Boy Scouts pulled their oars as two large canoes of boys talked and laughed as they passed little islands grass covered with alder bushes and every now and then little sandbars sprinkled with various sized river rocks. Below Settle’s Bridge I began to see litter along my banks – lots of plastic bags, a deflated basketball, tires, paper, cardboard, a tennis shoe, drink cans and bottles, milk jugs, balls of fishing line, six-pack rings, even a dead calf polluting my once pristine waters.
North of Harrington Hwy. a tremendous amount of my sand had been pumped out. Soon I was lapping around old bridge abutments at Leaksville Landing and Hwy. 87 bridge, near Karastan Mill it was hard for me to pass shallows but I found and opening and with great splashing I rushed through and slowed to a wide leisurely pace when all at once I was pushed to the right by the merging of the Smiths River at Lynrock Golf Course. I moved over as far as I could, washing out a hole under the bank, disturbing a family of catfish, The Smiths had also head watered in Patrick County, held prisoner in Philpott Lake before breaking free and visiting Bassett and Martinsville, Va.

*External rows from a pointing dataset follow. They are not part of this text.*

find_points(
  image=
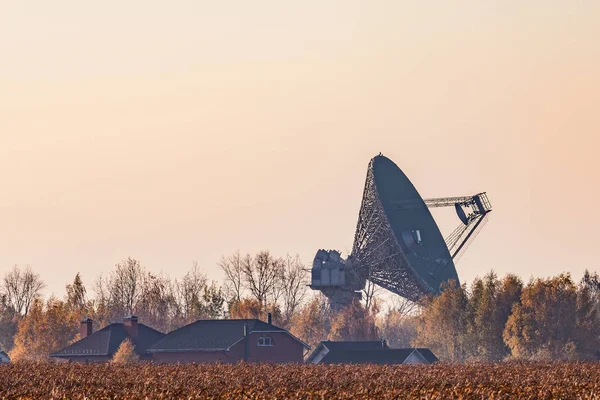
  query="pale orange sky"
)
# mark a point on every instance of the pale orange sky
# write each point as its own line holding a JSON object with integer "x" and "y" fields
{"x": 181, "y": 132}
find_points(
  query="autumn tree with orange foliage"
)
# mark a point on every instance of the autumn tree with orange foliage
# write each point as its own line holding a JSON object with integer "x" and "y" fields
{"x": 312, "y": 322}
{"x": 355, "y": 322}
{"x": 125, "y": 354}
{"x": 47, "y": 328}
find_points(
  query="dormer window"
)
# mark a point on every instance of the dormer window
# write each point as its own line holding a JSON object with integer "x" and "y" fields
{"x": 265, "y": 341}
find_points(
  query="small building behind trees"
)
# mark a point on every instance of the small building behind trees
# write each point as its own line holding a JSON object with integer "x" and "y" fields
{"x": 368, "y": 352}
{"x": 100, "y": 346}
{"x": 229, "y": 341}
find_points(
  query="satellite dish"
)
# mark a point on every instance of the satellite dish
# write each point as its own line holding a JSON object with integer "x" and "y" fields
{"x": 397, "y": 244}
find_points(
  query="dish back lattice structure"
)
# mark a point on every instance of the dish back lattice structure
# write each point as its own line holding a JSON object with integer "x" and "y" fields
{"x": 397, "y": 244}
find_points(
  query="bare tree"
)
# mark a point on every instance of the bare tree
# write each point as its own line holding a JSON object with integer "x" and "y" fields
{"x": 157, "y": 305}
{"x": 293, "y": 284}
{"x": 370, "y": 294}
{"x": 261, "y": 275}
{"x": 232, "y": 266}
{"x": 20, "y": 288}
{"x": 76, "y": 293}
{"x": 190, "y": 291}
{"x": 126, "y": 285}
{"x": 403, "y": 306}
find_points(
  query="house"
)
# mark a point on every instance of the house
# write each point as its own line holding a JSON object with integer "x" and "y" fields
{"x": 101, "y": 345}
{"x": 229, "y": 341}
{"x": 371, "y": 352}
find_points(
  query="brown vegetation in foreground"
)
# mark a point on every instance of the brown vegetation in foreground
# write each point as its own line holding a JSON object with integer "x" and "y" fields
{"x": 491, "y": 381}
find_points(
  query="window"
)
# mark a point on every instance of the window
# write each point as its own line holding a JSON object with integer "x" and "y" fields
{"x": 265, "y": 341}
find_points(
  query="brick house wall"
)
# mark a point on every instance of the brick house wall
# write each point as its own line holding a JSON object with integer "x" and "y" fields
{"x": 285, "y": 349}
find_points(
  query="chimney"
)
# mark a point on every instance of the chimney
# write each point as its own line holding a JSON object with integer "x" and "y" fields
{"x": 131, "y": 327}
{"x": 85, "y": 328}
{"x": 246, "y": 342}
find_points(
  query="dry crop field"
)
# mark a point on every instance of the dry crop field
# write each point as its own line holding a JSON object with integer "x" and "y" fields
{"x": 493, "y": 381}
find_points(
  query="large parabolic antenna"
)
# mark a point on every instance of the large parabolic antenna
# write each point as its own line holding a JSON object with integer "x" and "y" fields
{"x": 397, "y": 244}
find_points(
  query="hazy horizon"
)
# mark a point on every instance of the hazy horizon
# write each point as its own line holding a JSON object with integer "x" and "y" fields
{"x": 181, "y": 133}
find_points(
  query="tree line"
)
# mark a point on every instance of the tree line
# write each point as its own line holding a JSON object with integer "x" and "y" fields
{"x": 492, "y": 319}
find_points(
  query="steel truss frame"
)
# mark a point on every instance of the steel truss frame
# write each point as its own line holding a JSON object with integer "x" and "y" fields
{"x": 376, "y": 248}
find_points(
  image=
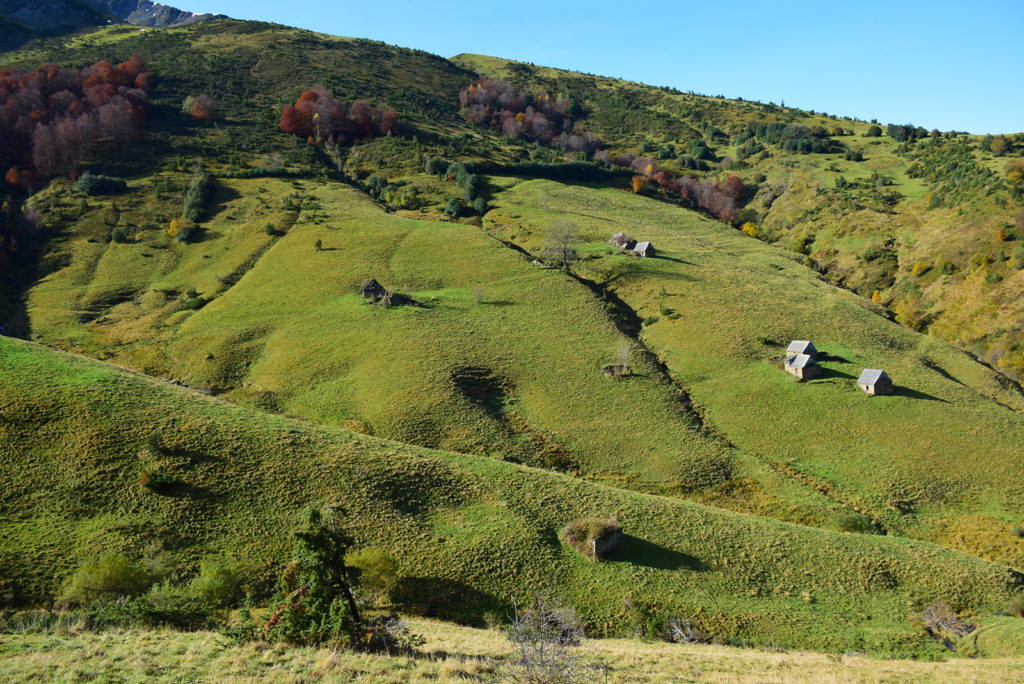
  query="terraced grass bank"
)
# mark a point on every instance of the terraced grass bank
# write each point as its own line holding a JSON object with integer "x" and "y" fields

I eyed the once busy boat landing on Bethlehem Church Road, rounded a curve and almost wet my bottom when I saw the beautiful arches of the now abandoned Mebane Bridge. The Eden water filter plant overshadows the sewage plant where “spills” of untreated sewage has been dumped into me so many times through the years that did more damage to flora and fauna downstream than any later accidental spills of coal ash but only got a small paragraph in the local paper.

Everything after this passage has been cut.